I read online versions, some obviously abridged by Christians. I picked one that appeared unabridged. Then I bought the book. I added the missing offending bits which are underscored in indelible red pencil. From the dust jacket:
H.L. Mencken, with an author's tenderness for his offspring, describes this little book as "a Christmas story to surpass, transcend and put an end to all other Christmas stories." He says that it is full of "psychology, sociology, theology (both moral and dogmatic), ethics, aesthetics, economics, penology, psychiatry and sex appeal." "It is aimed, " he goes on, "at infidels, and yet it should delight and ravish the pious. It is as immoral as a decision by the Supreme Court of the United States, and yet it packs one of the damnedest morals ever recorded in the literature of the Western World." All this is crowded into 32 pages, with room for the gaudy pictures by Bill Crawford. It is the author's shortest book. His last ran to 790 pages.
Original price: $1.95
H.L. Mencken's "great fable" was printed as Stare Decisis in The New Yorker (December 30, 1944). Two years later it came out as a small book titled Christmas Story. As Martin Gardner notes, "On its top metaphorical level Mencken's banquet is a symbol of today's Western world. Fred Ammermeyer is modern science and technology, hooked on alcohol, obsessed by porn, and unable to forget our Christian past."

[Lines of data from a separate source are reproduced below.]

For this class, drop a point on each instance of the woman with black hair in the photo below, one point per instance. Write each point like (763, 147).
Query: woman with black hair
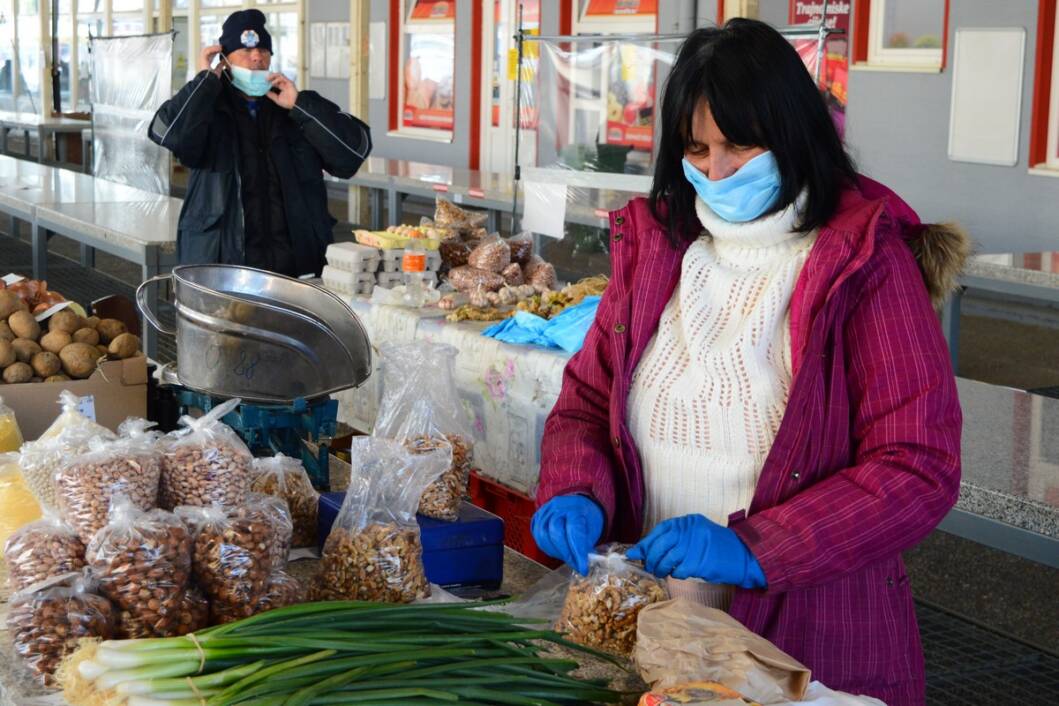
(766, 391)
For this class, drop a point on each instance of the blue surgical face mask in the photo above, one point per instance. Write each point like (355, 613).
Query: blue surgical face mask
(251, 83)
(746, 195)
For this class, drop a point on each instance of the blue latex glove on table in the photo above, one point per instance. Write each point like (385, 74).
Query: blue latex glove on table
(566, 331)
(693, 546)
(568, 527)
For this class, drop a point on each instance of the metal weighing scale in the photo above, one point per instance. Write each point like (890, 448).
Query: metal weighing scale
(281, 345)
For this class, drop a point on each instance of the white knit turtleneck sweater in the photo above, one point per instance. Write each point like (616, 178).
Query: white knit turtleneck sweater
(710, 393)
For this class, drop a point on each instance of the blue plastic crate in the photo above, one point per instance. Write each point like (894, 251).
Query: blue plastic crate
(466, 553)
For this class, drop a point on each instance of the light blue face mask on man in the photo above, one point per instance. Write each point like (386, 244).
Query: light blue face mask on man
(252, 83)
(746, 195)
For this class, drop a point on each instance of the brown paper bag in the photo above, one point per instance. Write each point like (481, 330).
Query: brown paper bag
(680, 641)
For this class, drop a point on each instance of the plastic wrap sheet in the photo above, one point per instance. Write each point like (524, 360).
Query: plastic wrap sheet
(131, 76)
(594, 105)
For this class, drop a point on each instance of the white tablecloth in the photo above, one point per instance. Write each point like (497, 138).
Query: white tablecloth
(507, 390)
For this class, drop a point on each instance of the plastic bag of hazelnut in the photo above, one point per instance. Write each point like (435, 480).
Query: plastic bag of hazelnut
(600, 609)
(374, 551)
(187, 614)
(232, 550)
(285, 477)
(88, 483)
(40, 550)
(283, 590)
(205, 463)
(47, 619)
(420, 408)
(143, 563)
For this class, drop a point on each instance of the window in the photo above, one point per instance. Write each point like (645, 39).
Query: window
(427, 67)
(902, 34)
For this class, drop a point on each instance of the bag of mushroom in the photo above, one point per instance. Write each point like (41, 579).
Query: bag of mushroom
(420, 409)
(374, 550)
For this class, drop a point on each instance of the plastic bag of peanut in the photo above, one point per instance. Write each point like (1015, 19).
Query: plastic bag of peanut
(87, 483)
(420, 408)
(374, 550)
(40, 550)
(283, 590)
(205, 463)
(47, 619)
(143, 563)
(285, 477)
(600, 609)
(232, 550)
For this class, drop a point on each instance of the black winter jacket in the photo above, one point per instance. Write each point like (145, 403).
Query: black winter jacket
(199, 127)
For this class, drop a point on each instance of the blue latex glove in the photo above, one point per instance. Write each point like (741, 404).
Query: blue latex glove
(693, 546)
(568, 527)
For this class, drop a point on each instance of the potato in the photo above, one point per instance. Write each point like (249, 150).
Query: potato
(78, 360)
(55, 341)
(110, 329)
(25, 349)
(124, 346)
(64, 321)
(17, 374)
(24, 325)
(6, 354)
(10, 303)
(89, 336)
(46, 364)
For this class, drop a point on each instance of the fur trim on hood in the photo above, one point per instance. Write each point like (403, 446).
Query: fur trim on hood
(941, 250)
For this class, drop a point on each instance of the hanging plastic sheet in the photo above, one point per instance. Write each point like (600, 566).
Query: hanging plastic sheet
(593, 104)
(131, 76)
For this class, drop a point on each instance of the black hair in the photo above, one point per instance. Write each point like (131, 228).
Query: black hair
(759, 94)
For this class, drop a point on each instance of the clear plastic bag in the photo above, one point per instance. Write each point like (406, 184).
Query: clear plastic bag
(41, 550)
(68, 436)
(285, 477)
(11, 435)
(600, 609)
(18, 507)
(190, 613)
(283, 527)
(283, 590)
(205, 463)
(492, 254)
(374, 551)
(48, 619)
(232, 550)
(87, 483)
(143, 562)
(420, 408)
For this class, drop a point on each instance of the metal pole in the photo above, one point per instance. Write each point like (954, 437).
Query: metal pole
(518, 123)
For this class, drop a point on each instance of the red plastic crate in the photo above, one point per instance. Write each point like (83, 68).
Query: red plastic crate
(516, 509)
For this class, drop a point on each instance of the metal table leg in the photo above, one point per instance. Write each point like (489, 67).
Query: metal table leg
(39, 239)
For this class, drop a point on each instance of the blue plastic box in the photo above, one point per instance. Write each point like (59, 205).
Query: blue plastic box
(466, 553)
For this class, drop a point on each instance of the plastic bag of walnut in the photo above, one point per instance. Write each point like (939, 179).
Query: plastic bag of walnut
(285, 477)
(87, 483)
(420, 408)
(600, 609)
(232, 550)
(41, 550)
(143, 563)
(374, 551)
(47, 619)
(205, 463)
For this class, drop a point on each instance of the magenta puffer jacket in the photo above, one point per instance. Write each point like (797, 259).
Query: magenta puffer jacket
(865, 462)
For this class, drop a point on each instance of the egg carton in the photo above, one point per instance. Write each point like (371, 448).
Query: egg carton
(348, 284)
(353, 257)
(391, 279)
(392, 259)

Who are the bums? We are, all who live within the industrial consumer society, all who would rather believe than know. Who are the freethinkers? The providers of the banquet, of the science and fossil-fueled technology that for a time provided the stuff—the alcohol and drugs, the excess of food and entertainment unto jadedness, collective obesity and collapse. But we're all entertained. Think of all the planetary commons wasted!